The average click-through rate for premium native ads on mobile is now 137% higher than on desktop, according to new research.
The study, from Polar, indicates that that the volume of branded content campaigns rose 365% in the first quarter of 2016 compared with the same period a year earlier.
The report, The State of Premium Native: Benchmarks and Insights, also found that branded content campaign volume is expected to continue to take off during 2016, with branded video expected to pick up steam as the year progresses.
Polar forecasts that the rise will continue as Google AMP and Facebook Instant Articles (both designed to speed up mobile page loads and prioritise content) reach more publishers.
“The average CTR on smartphones has now more than doubled when compared to desktop – over 137 percent higher,” said Greg Bella, director of product marketing at Polar. “We’re likely anticipating the spread between the two to amplify even more over the course of this year, as the Google AMP and Facebook Instant Articles becomes more mainstream across publishers.
“We are absolutely anticipating the continued growth of branded content into the Q2 and the rest of 2016,” he said. “From a statistical perspective, the number of campaigns and creative – native ad units – has exploded in Q1-2016 when compared to Q1-2015.”
Polar also found that premium native ads perform better when headlines are optimized. The analysis shows a 50 percent increase in click-through rates in aggregate for creative – meaning posts or articles – that used Polar’s headline optimization capability. However, only 22 percent of creative using headline optimization.

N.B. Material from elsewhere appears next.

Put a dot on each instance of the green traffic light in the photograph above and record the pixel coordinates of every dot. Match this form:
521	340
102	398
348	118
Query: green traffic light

More specifically, headlines with 40 to 50 characters had the higher performance while headlines with fewer than 30 characters and more than 70 characters had lower relative performance.
Methodology
The report is based on a review of 6,165 branded content campaigns, 45,885 branded content posts or articles and 18 billion premium native promotional units on a publisher’s Web site that match the look of surrounding content. The average click-through rate for these units is 0.31 percent, but on mobile the number jumps to 0.38 percent while on desktop it drops to 0.16 percent.